Demorei muito mais tempo do que deveria para começar a ler Cem anos de solidão, impressionada pelos relatos de quem tinha lido e se perdido com a grande quantidade de personagens com nomes parecidos. Esse erro foi reparado nos fins do ano passado, quando resgatei da prateleira meu exemplar e li, quase compulsivamente, o texto de Gabriel García Márquez. Ganhei o livro de uma amiga, no meu aniversário de dezoito anos. Mas existe um lado muito bom em ter esperado esses quase cinco anos para lê-lo.
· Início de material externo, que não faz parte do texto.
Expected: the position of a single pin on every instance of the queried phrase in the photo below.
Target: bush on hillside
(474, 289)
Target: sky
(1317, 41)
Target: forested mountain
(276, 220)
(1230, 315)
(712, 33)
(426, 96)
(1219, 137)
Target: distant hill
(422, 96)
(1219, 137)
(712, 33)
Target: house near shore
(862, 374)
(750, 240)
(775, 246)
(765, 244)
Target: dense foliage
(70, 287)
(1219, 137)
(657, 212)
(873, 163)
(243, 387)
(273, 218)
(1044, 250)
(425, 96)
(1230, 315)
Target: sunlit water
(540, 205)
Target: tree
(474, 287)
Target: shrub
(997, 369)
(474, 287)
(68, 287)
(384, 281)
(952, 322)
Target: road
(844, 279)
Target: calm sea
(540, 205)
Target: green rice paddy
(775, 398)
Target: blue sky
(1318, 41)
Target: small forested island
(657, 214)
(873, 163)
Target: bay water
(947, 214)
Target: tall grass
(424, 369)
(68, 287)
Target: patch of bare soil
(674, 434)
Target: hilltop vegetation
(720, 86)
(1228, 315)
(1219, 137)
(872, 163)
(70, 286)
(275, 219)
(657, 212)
Para quem não sabe, eu trabalho em um arquivo, cadastrando documentos. Gosto muito da minha função, mas, especialmente, das coisas que aprendo com ela. Quando mexia em documentos relacionados a arte concreta no Brasil, acabei conhecendo o trabalho de Nise da Silveira e em vários momentos as menções a ela apareceram na vida além-arquivo. Nos últimos tempos, aconteceu algo semelhante, com a minha descoberta de Carybé. Quem primeiro me contou sobre ele foi a Vivian, durante monitoria na exposição sobre Jorge Amado no Museu da Língua Portuguesa. Os dois eram muito amigos e havia correspondência de um para o outro no último espaço expositivo do museu. Pouco tempo depois, encontrei documentos sobre ele no meu trabalho para serem catalogados. Carybé – que se chamava Héctor Julio Páride Bernabó – nasceu na Argentina em 1911, mas viveu por muitos anos, até sua morte em 1997, em Salvador.
Qual não foi minha surpresa ao me perguntar, enquanto lia García Márquez, de quem seriam as belíssimas ilustrações no começo de cada capítulo, e descobrir pelo expediente que se tratavam dos traços do artista argentino-soteropolitano. A faceta curiosa do trabalho em arquivo, lidando com documentos pessoais de gente considerada importante, é ao mesmo tempo se sentir próxima desse pessoal e também criar um fetiche em cima do nome e do trabalho deles. Enquanto me familiarizava com as ilustrações de Carybé, passei também a atribuir um valor ainda maior ao livro que possuo, essa 34ª edição em que a capa já vai se descolando do corpo e as páginas apresentam um tom amarelado, denunciando a permanência do livro em algum sebo da cidade.
Vale dizer que, ainda que o fetiche tenha caído sobre as ilustrações, o texto de García Márquez é tão fantástico – em todas as acepções possíveis – quanto os desenhos que o acompanham!